Given a Newtonian system (with forces that may depend position, velocity, and time) with solutions $\vec{q}(t)$, can we always derive a Lagrangian system such that the following are satisfied:
- It yields the same trajectories $\vec{q}(t)$.
- It is possibly time-dependent.
- It has no generalized forces, so the solutions are generated by the action principle and they satisfy the original Euler-Lagrange equations $\frac{d}{dt}(\frac{\partial L}{\partial \dot{q}_{i}}) - \frac{\partial L}{\partial q_{i}} = 0$.
If the answer is yes, is there a proof that demonstrates this to be the case? If the answer is no, is there an explicit counterexample that can be given?
For background info, I've looked over this post and this post, which explain that some Newtonian systems can be converted to Lagrangian systems with generalized forces, but this isn't what I'm looking for since it doesn't satisfy (3). I've also seen this interesting webpage, but the post operates under the restriction that the Lagrangian cannot be time-dependent, so the webpage doesn't satisfy (2).

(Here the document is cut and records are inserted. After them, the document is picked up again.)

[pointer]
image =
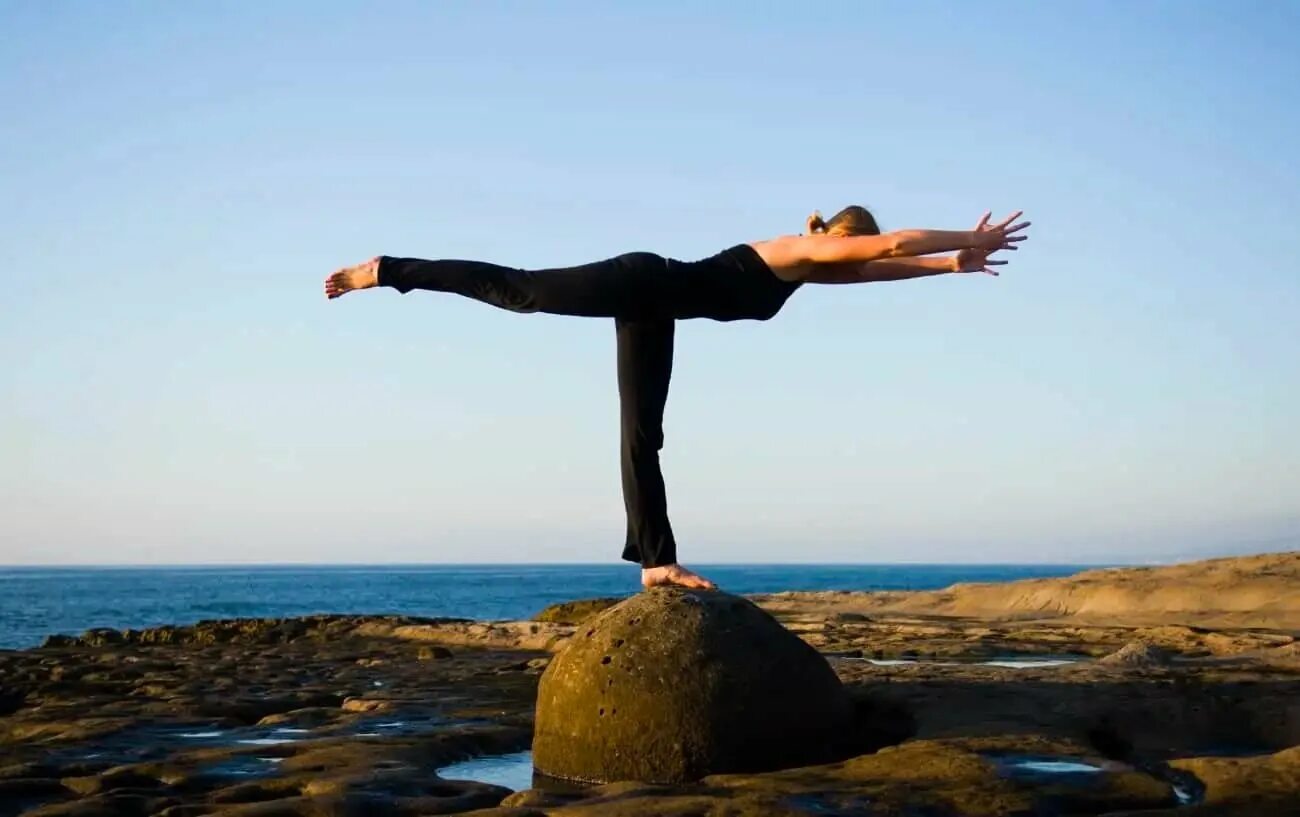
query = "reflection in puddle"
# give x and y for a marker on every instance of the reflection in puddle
(1056, 766)
(514, 772)
(242, 766)
(1012, 664)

Whether the notions of momenta, energy, and generalized forces in the Lagrangian system match the corresponding notions in Newtonian mechanics is not important here (they may fail to equal if the Lagrangian is time-dependent I believe). I am only interested in satisfying (1) (along with (2) and (3)), which is that the two systems generate the same trajectories $\vec{q}(t)$.
Edit: I thought maybe a damped oscillator would have fit as a counterexample, but apparently it does have a Lagrangian counterpart that produces the same trajectories. This is sort of why I want a concrete counterexample with a proof that it has no Lagrangian.